Group read – Fever, Spear, Dance, Dream, Poison, Shadow and Farewell



 Foto. EFE


I don't believe in the separation of Latin American and Spanish writers. We all inhabit the same language. At least I think I cross those frontiers. And in my generation there is a mixed nucleus of writers, Spaniards and Latin Americans, the same way they were mixed in another era of Modernism, possibly the most revolutionary movement in Spanish literature of this century. Because of his strength, I think someone like Javier Marías is forced to influence Latin American literature, and he does. He is a great writer.
                                                        - Roberto Bolaño


Richard at Caravana de recuerdos just announced a group read of Your Face Tomorrow, the 1,200-page (in Margaret Jull Costa's English translation) tome by Javier Marías.

Here's the schedule:

  • Your Face Tomorrow, Vol. 1: Fever and Spear (Thursday, June 30th)
  • Your Face Tomorrow, Vol. 2: Dance and Dream (Sunday, July 31st)
  • Your Face Tomorrow, Vol. 3: Poison, Shadow and Farewell (Wednesday, August 31st)

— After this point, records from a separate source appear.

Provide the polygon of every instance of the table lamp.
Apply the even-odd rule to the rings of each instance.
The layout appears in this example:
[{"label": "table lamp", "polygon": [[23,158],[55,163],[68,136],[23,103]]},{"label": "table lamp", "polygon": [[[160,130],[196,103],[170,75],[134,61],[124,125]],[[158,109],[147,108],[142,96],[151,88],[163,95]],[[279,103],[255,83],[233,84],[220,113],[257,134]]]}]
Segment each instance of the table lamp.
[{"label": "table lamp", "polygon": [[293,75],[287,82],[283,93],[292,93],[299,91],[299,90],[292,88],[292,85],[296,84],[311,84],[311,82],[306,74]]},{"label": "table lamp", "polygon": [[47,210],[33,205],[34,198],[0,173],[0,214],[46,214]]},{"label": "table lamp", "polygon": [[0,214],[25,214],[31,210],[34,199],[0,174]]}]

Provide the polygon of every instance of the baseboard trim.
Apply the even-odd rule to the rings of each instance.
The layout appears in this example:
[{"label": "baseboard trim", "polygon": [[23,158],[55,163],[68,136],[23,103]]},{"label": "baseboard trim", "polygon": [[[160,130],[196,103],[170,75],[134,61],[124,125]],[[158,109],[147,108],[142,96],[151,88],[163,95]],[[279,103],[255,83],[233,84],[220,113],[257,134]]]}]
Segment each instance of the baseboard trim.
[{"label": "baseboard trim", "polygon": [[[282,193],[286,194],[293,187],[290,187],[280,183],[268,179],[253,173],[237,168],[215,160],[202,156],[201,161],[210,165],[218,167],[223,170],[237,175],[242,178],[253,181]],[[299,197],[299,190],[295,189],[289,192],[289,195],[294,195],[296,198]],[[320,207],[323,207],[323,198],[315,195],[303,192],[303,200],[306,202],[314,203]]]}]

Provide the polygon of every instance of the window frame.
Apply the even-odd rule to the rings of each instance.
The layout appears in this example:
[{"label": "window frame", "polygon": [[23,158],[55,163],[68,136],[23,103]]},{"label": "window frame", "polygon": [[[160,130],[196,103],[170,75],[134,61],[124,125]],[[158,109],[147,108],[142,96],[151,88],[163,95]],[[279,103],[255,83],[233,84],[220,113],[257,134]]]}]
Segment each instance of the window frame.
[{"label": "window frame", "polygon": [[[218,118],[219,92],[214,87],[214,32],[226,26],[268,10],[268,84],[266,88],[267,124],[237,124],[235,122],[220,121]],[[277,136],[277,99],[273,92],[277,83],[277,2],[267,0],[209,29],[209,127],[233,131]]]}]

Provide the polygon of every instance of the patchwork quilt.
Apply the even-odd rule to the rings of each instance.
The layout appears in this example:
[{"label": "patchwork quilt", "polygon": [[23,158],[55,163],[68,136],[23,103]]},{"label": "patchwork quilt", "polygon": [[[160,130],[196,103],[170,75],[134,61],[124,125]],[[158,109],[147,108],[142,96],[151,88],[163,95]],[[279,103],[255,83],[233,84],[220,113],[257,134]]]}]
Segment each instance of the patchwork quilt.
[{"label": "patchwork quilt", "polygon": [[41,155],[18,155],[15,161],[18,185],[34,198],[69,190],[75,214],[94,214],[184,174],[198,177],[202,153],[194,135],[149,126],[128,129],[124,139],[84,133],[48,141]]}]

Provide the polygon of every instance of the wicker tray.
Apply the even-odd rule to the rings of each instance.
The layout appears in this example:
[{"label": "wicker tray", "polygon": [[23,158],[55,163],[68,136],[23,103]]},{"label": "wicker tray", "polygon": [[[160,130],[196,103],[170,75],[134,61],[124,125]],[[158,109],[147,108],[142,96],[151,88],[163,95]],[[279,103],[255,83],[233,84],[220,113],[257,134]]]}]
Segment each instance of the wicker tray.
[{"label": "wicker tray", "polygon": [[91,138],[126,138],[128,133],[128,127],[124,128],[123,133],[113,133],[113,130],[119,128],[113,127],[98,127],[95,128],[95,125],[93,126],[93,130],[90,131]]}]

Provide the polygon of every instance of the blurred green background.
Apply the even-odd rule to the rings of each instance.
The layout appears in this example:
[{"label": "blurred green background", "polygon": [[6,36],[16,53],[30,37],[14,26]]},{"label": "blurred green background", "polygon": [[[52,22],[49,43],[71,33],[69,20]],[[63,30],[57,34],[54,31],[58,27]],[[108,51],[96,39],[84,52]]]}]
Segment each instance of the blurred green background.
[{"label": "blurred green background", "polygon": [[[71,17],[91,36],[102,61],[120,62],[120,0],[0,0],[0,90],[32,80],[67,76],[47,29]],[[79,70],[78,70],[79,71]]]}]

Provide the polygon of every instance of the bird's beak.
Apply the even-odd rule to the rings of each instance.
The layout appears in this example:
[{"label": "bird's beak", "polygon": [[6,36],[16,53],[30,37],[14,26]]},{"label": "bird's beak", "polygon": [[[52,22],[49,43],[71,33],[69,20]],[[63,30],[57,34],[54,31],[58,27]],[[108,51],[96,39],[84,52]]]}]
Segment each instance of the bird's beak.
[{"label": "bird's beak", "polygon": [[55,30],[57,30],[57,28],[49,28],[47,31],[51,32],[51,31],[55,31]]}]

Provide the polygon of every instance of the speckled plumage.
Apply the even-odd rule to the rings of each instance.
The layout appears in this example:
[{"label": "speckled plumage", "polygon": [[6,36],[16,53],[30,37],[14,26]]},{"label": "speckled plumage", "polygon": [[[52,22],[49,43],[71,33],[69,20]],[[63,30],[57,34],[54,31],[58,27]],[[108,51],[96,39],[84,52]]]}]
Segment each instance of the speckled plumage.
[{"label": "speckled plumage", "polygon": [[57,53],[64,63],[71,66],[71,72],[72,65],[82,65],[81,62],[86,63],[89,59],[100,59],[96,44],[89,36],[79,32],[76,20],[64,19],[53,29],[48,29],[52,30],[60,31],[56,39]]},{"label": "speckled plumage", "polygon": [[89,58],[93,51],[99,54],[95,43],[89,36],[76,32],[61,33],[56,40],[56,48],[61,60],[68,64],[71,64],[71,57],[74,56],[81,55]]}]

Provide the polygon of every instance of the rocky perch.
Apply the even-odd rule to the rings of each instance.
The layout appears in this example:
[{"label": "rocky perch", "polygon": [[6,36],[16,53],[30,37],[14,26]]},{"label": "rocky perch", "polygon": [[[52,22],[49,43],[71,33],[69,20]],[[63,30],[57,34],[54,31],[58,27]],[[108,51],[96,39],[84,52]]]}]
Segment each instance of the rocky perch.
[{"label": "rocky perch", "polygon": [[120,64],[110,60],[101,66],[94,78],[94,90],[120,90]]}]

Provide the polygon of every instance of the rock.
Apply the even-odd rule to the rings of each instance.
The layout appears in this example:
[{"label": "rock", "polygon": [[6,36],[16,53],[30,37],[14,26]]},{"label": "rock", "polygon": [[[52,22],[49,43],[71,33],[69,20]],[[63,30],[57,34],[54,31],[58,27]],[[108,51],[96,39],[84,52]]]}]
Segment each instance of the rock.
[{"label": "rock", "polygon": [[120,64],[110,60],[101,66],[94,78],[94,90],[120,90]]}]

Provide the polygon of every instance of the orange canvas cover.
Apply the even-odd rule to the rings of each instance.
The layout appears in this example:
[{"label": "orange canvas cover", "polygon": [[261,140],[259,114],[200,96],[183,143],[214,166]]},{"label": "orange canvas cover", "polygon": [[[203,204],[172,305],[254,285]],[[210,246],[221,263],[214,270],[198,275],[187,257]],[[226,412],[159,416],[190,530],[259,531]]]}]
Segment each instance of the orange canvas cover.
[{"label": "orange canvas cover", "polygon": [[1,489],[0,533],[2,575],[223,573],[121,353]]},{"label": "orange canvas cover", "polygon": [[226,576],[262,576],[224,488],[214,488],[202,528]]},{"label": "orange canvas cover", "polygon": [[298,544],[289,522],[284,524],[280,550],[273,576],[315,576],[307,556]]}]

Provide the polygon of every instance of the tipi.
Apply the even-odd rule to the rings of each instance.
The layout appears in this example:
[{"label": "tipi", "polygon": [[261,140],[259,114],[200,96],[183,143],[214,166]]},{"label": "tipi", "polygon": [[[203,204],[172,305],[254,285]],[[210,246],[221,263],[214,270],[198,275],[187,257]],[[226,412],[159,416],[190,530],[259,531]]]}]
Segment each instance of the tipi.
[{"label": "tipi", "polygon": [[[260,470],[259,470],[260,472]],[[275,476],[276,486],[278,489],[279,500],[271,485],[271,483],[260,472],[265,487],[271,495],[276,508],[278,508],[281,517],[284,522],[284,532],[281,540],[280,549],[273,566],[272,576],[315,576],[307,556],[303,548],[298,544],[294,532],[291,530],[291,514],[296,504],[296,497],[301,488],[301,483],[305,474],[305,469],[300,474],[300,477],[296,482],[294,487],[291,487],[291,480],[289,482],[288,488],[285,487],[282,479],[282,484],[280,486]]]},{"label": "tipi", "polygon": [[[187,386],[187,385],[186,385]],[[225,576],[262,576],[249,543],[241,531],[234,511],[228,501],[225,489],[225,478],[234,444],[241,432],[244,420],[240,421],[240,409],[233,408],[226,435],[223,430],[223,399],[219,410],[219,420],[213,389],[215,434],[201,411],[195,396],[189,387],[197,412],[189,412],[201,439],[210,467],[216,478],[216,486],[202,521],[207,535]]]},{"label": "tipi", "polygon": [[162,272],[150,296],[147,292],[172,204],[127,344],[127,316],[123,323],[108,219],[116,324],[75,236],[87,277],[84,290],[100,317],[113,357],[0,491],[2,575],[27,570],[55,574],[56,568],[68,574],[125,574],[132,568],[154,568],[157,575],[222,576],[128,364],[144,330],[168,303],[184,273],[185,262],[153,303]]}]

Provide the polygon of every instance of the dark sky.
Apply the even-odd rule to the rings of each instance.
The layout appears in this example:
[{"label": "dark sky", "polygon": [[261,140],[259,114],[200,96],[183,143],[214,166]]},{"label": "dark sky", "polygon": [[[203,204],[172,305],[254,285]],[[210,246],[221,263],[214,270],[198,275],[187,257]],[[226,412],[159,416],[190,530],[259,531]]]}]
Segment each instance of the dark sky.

I'll be reading the final volume as I've finished the first two last year with Your Face This Spring at Conversational Reading.


http://caravanaderecuerdos.blogspot.com/2011/05/your-face-tomorrow-group-read.html





(Javier Marías)

15 May 2011

The Hudson Review – The Spanish Issue




The Spring 2011 issue of The Hudson Review (The Spanish Issue) contains exciting pieces by Latin American writers. They include, among others:


- "The Vagaries of the Literature of Doom" by Roberto Bolaño, translated by Natasha Wimmer [the first of "three insufferable speeches" in Between Parentheses collection, out next month, the Amazon page has a partial preview, click cover for an inside look] 

- "A Double Education" by Antonio Muñoz Molina

- "A Course in English Literature at the University of Buenos Aires: The Seventh Class" by Jorge Luis Borges, translated by Esther Allen

- Extracts from the long poem "The Solitudes" by Luis de Góngora, translated by Edith Grossman


[via Wuthering Expectations, which is running a cool series of posts on this journal issue; image from Queen Sofía Spanish Institute (New York), celebrating the issue through "an evening of readings and discussion" on May 18]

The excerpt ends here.